Modern, very intelligent students are forced, against their wills, through intimidation, to accept supernatural doctrines and methods from medieval philosophy of Scholasticism, with its church origin. These were OK for 1275 A.D. They are ridiculous today. They explain the utter failure of every self-stated goal of every law subject. There is no practice from 1275 AD that is in any way acceptable in any other field. One could not even build cathedrals as they did. It would not be cathedral building malpractice. The police would arrest anyone attempting to as a threat to the public safety.

The student will resist these absurd, ridiculous core doctrines. That is where the intimidation, and the depressing cult indoctrination methodology comes in.

The student is force fed the ideas that minds can be read, that the future is foreseeable, that 12 strangers can detect the truth by using their gut feelings, after excluding all with knowledge (canceling the advantages of the medieval jury). Most important is to accept the central word of the law, reasonable. Why not a hundred alternative words? Beneficial, intelligent, common sensical, healthful, what my calm, caring friend would do, etc.
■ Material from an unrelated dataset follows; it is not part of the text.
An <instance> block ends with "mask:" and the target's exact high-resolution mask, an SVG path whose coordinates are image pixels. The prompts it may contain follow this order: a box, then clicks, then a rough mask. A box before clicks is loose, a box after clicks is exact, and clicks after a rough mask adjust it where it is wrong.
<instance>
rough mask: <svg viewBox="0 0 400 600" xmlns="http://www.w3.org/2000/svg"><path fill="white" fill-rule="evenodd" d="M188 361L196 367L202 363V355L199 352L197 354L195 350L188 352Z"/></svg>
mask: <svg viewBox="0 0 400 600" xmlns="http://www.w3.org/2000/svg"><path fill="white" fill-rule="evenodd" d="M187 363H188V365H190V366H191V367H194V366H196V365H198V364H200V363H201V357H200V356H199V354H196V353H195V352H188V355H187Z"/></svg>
St. Thomas Aquinas explains. Man fell from the Garden of Eden, and intellect was subject to mistakes from the tendencies and temptations leading to mortal sins (prohibitions in the 10 Commandments). The sole reliable guide to moral decision making is the New Testament. And St. Thomas spends a great deal of effort in a deposition like proof. What is the technical meaning of reason in this context? It is the ability to perceive God. Reason best relies on the New Testament. That book is the story of Jesus. The reasonable person may very well be a hidden, disguised Jesus, and what he would do as described by the New Testament. The reasonable person must remain fictitious. Why? To be objective, of course. This reserves the seat of the reasonable person for Jesus.

This content is disturbing, ridiculously, laughably false, and intelligent students must be forced to accept it by intimidation. Thus the high pressure and other cult methods ongoing in law school. This includes taking 80 hours a week in exhausting, socially isolating study of minutiae, most of it, cult garbage.

That is the content. What about the structure? Disputation is the best method to arrive at some answer, according to the Scholasticists. So we get the adversarial system. There is no scientific evidence to support any part of the legal process. Disputation is chosen because the intellectual leaders were French or lived in France.

IRAC came from Sic et Non by Peter Abelard and friends of his. You see the tightest, best IRAC reading St. Thomas.

The medieval rules of evidence are ridiculous, and result in a high rate of false convictions.

The profession has also adopted the business model and methods of the Inquisition, ongoing by 1275 AD. The Inquisition was excellent, and lasted 800 years. It ended when, again the French, beheaded and expelled 10,000 church officials during the French Revolution. The lawyer picked it up, without missing a beat. The regulations were infinite. The penalties draconian. The targets were sincerely grateful when a plea bargain was offered, enriching the church, and saving the life of the accused.

The coercive cult methods. The ridiculous core doctrines. The organized crime style of making money. The devastation to the interests of the nation. The total failure of every self-stated goal. That would make for some dissatisfaction, even among those who will get rich off it.

Posted by: Supremacy Claus | Oct 23, 2010 5:43:54 PM

Funny. The above comment was not allowed on Prawfblawg. It got posted, then deleted.